Learning an Explicit Hyperparameter Prediction Function Conditioned on
Tasks
- URL: http://arxiv.org/abs/2107.02378v3
- Date: Sat, 1 Jul 2023 09:27:29 GMT
- Title: Learning an Explicit Hyperparameter Prediction Function Conditioned on
Tasks
- Authors: Jun Shu, Deyu Meng, Zongben Xu
- Abstract summary: Meta learning aims to learn the learning methodology for machine learning from observed tasks, so as to generalize to new query tasks.
We interpret such learning methodology as learning an explicit hyper- parameter prediction function shared by all training tasks.
Such setting guarantees that the meta-learned learning methodology is able to flexibly fit diverse query tasks.

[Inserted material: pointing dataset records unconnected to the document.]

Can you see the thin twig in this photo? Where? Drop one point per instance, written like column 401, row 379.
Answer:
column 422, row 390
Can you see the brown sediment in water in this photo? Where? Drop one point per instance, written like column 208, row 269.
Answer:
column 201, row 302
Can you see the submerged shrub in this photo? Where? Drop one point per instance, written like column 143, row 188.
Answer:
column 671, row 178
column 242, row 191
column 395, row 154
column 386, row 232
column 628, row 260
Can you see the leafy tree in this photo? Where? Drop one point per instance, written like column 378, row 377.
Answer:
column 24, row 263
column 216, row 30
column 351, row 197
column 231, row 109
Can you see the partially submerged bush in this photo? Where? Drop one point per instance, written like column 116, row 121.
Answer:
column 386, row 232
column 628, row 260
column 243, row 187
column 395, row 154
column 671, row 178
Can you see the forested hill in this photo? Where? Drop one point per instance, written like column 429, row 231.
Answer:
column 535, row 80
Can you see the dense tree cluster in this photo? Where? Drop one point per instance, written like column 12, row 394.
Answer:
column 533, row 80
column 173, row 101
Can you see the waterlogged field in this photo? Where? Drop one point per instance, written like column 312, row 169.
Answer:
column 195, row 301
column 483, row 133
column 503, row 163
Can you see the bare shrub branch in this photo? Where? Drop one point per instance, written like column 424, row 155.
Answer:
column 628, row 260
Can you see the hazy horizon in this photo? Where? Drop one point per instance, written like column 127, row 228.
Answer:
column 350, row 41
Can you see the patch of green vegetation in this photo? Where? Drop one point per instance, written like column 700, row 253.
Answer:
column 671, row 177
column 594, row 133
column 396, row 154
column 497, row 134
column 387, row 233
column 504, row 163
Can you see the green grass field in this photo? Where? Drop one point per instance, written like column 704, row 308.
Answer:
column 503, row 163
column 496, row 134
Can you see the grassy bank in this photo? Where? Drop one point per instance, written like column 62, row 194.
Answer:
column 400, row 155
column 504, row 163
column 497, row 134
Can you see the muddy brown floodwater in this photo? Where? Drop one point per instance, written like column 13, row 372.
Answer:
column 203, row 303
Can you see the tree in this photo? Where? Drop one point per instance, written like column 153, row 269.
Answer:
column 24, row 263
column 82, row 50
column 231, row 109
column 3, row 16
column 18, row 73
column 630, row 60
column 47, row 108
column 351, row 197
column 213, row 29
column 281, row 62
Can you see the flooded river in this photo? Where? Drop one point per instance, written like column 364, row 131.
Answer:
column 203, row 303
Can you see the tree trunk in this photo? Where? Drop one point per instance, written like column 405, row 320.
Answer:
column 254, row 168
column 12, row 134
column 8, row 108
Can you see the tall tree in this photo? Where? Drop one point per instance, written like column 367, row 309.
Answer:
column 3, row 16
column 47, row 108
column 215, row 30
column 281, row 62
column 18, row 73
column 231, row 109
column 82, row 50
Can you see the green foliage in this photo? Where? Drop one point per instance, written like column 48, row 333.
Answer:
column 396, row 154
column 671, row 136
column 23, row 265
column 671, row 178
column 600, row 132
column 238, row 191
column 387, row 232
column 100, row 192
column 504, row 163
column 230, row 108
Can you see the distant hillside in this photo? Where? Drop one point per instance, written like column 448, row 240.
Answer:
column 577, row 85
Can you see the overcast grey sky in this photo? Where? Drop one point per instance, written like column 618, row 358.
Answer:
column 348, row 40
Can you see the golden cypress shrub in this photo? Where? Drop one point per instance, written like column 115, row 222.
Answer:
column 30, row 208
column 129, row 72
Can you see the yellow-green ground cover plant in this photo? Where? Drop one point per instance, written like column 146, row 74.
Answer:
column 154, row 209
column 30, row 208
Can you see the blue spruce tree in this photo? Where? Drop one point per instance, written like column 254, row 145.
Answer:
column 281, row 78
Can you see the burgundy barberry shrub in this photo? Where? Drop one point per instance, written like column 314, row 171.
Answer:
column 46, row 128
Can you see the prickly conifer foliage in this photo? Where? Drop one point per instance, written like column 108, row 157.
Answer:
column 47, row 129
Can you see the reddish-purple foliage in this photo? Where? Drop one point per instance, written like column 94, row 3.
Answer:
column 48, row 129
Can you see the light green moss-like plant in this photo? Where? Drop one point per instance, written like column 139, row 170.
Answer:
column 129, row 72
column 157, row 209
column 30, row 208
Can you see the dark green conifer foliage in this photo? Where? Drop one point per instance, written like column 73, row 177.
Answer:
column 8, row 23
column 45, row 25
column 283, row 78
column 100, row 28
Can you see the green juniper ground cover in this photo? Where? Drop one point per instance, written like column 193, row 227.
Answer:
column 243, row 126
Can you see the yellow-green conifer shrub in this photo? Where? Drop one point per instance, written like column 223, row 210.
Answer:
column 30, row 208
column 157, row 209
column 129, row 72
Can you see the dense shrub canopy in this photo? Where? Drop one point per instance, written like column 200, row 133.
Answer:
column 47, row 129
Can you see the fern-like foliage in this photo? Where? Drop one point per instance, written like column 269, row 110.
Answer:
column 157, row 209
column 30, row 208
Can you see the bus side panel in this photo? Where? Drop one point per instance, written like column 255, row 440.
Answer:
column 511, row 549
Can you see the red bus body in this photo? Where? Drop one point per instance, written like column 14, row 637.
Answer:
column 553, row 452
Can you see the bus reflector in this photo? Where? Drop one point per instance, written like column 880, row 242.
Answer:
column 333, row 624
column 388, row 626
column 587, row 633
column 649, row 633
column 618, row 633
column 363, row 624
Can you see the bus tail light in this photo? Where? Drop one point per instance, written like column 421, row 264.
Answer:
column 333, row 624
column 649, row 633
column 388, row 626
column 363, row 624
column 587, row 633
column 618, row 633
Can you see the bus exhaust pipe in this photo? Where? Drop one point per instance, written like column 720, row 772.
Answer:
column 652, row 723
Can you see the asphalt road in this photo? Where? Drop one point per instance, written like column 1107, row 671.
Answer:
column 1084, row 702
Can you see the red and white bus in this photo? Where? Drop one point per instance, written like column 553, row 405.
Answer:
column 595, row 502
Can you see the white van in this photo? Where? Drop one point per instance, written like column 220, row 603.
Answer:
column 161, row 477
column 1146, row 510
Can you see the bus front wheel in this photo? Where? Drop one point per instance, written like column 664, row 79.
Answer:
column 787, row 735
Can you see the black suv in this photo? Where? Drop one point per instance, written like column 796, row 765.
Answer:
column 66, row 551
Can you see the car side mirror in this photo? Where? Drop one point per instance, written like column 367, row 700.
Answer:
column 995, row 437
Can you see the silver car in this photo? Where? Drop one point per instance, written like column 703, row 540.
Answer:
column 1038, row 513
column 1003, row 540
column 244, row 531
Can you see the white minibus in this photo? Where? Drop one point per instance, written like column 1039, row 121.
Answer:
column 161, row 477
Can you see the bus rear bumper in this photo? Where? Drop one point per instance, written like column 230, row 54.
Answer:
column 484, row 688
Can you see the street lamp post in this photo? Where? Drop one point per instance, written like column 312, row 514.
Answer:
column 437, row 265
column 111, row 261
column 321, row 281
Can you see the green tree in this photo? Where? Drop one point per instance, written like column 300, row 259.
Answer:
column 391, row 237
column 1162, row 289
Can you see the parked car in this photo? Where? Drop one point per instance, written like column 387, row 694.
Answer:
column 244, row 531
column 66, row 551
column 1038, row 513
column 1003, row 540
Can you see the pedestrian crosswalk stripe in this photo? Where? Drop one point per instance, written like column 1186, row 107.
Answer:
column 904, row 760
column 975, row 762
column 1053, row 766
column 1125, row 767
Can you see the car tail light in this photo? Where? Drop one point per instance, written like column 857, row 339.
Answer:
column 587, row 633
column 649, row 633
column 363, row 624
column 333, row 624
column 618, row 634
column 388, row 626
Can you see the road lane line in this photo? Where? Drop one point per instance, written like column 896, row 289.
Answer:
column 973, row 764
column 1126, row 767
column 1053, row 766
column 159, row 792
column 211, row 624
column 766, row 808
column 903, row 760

- Score: 62.63852372239708
- License: http://creativecommons.org/licenses/by/4.0/
- Abstract: Meta learning has attracted much attention recently in machine learning
community. Contrary to conventional machine learning aiming to learn inherent
prediction rules to predict labels for new query data, meta learning aims to
learn the learning methodology for machine learning from observed tasks, so as
to generalize to new query tasks by leveraging the meta-learned learning
methodology. In this study, we interpret such learning methodology as learning
an explicit hyper-parameter prediction function shared by all training tasks.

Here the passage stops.